ダンッとテーブルに空の瓶を置いたシリウスが口を開く。
「何事もだけど、さ……甘み、酸味、苦みだけってのはちょっと…というか味見したか?」
「……やや甘さが強すぎますね……あと、わたくし、お酒には弱くて……」
目が半分閉じかけたリーブラは半分程残して瓶を置く。
「駄目だ……あたし……何より、匂いが……」
ドリンクバーで色々と実験をしてきた百戦錬磨の葵も、途中でギブアップする。
「やれやれ。蛮族の諸君の味覚というのはわかりにくいものだね、セルシウス?」
「……」
セルシウスは無言で宙の一点を見つめている。
「おい! お前、これ自分で試飲はしたんだろうな?」
シリウスがエポドスに問い詰める。
「試飲? どうしてボクがそんなことを?」
「なら、お前がまず飲め!」
抗議するシリウスにフゥと溜息をつくエポドス。
「やれやれ。セルシウス。キミはいつも大変な人達とつるんでいたんだねぇ」
その言葉に正気に戻るセルシウスが、口内のエグ味をこらえつつエポドスに告げる。
「エポドスよ……貴様こそシャンバラの文化、特に食文化を学んだ方がよいみたいだな」
そして、セルシウスを筆頭に審査員全員が初めて0点の札を上げるのであった。
尚、優勝はエントリーナンバー1の少女の『ベリーベリー牛乳』であった。
少女の牛乳は、夏侯 淵(かこう・えん)によって、セレンフィリティの湯に浸かっていた施設のスタッフ全員に配られた。

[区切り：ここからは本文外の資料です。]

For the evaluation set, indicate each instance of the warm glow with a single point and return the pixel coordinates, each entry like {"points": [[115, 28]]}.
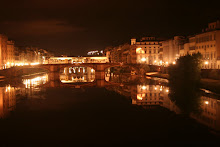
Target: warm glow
{"points": [[207, 102], [138, 49], [144, 87], [35, 81], [139, 97], [143, 59], [34, 63]]}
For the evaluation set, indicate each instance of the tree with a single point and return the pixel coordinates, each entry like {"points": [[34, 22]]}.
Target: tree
{"points": [[184, 82]]}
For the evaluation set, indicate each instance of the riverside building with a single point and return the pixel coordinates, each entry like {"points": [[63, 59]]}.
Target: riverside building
{"points": [[147, 50]]}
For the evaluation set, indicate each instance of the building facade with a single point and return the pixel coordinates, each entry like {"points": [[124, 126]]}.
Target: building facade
{"points": [[6, 52], [147, 50], [171, 49], [208, 44]]}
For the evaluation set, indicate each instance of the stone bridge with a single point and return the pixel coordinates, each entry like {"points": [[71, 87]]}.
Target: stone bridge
{"points": [[54, 69]]}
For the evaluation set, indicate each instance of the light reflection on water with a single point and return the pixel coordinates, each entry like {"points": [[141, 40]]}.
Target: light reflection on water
{"points": [[77, 75], [147, 95]]}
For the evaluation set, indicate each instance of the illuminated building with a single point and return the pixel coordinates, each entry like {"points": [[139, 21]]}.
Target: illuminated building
{"points": [[6, 52], [171, 48], [147, 50], [64, 60], [208, 44], [95, 53]]}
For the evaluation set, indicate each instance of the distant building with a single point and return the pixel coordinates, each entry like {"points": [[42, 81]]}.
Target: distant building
{"points": [[171, 49], [95, 53], [64, 60], [147, 50], [6, 52]]}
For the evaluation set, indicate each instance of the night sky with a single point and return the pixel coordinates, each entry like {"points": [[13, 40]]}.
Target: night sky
{"points": [[73, 27]]}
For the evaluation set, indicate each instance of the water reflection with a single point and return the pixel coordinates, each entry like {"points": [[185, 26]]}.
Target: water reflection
{"points": [[157, 95], [7, 100], [143, 92], [77, 75], [10, 95]]}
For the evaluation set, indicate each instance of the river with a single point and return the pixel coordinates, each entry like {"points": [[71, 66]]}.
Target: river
{"points": [[123, 110]]}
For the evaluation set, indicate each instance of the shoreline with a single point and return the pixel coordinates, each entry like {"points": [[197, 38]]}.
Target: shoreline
{"points": [[208, 84]]}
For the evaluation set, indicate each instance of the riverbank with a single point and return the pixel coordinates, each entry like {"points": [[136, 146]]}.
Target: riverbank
{"points": [[209, 84]]}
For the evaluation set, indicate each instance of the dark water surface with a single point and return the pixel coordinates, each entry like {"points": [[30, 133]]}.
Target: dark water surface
{"points": [[135, 114]]}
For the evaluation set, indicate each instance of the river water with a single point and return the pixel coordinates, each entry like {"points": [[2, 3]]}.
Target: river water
{"points": [[123, 110]]}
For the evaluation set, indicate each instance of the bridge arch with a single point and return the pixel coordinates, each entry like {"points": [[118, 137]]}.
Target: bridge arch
{"points": [[131, 66]]}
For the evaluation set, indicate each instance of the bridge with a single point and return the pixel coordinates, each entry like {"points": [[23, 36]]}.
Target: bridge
{"points": [[54, 69]]}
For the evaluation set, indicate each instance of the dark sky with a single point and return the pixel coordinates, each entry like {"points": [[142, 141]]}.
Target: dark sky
{"points": [[74, 27]]}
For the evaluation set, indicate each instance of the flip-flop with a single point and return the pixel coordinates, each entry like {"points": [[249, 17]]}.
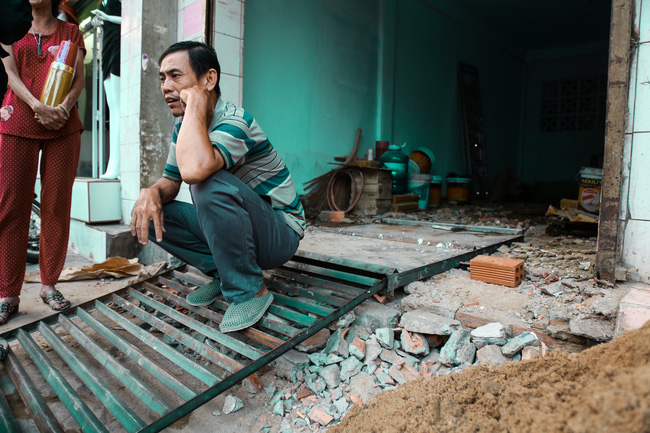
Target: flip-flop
{"points": [[6, 307], [245, 314], [57, 297], [205, 295], [4, 349]]}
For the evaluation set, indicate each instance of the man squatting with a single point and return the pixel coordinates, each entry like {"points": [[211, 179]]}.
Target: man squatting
{"points": [[246, 215]]}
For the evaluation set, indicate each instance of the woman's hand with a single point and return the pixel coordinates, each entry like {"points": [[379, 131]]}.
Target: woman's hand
{"points": [[52, 118]]}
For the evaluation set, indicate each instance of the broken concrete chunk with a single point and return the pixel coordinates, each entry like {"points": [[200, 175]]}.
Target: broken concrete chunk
{"points": [[426, 322], [554, 289], [350, 367], [492, 333], [386, 337], [344, 321], [605, 306], [320, 358], [427, 302], [387, 356], [594, 329], [362, 332], [414, 343], [375, 315], [529, 352], [314, 343], [373, 349], [433, 356], [341, 405], [315, 383], [317, 414], [232, 404], [331, 375], [384, 378], [449, 352], [364, 386], [358, 348], [519, 342], [490, 355], [466, 354], [278, 408]]}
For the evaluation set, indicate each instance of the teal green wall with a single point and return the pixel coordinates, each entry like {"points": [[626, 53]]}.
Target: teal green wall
{"points": [[310, 78], [558, 156], [429, 44]]}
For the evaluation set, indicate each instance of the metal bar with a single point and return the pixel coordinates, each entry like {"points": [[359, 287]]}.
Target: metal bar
{"points": [[291, 315], [351, 267], [454, 227], [237, 377], [196, 280], [422, 272], [187, 340], [226, 340], [41, 413], [70, 399], [252, 333], [172, 284], [362, 281], [297, 303], [130, 380], [124, 414], [136, 355], [311, 294], [7, 420], [194, 368], [341, 290]]}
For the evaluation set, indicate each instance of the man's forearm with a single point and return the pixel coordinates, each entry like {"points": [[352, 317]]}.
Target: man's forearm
{"points": [[166, 189]]}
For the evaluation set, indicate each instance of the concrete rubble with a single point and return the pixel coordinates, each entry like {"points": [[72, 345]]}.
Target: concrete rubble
{"points": [[356, 364]]}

腰に手を当て横に並んだスタッフ達に、「合言葉はぷはーっだそうだ」と指示する淵。どうやらこの映像かスチールは宣伝目的として使われるようだ。
口直しにもう一杯フルーツ牛乳を貰おうとするセルシウスに、隣に並んだコハク・ソーロッド(こはく・そーろっど)が話しかける。
「アスコルド大帝にも美味しいフルーツ牛乳を飲ませてあげたら、喜んでもらえるんじゃないかな」
「む……そうか! 大帝にも献上すれば……」
コハクの提案に幾度も頷くセルシウス。
「そうだよ。いいアイデアよ、コハク! 温泉に入ってフルーツ牛乳飲んだら、大帝もきっと良くなるよ」
美羽が笑う。
「貴公達……そこまで大帝のことを……」
アスコルド大帝は美羽やコハクにとっての友達、アイリスの父親なのであった。故に、コハクも「アスコルド大帝には早く元気になってほしいな」と思っていたのだ。
「はーい! それじゃ、行くぜー?」
淵の合図で、撮影のためん、一斉にフルーツ牛乳を独特なポーズで飲みだす一同。
「「「ぷはーっ」」」
その言葉で、セルシウス達は長い一日を終えたのであった。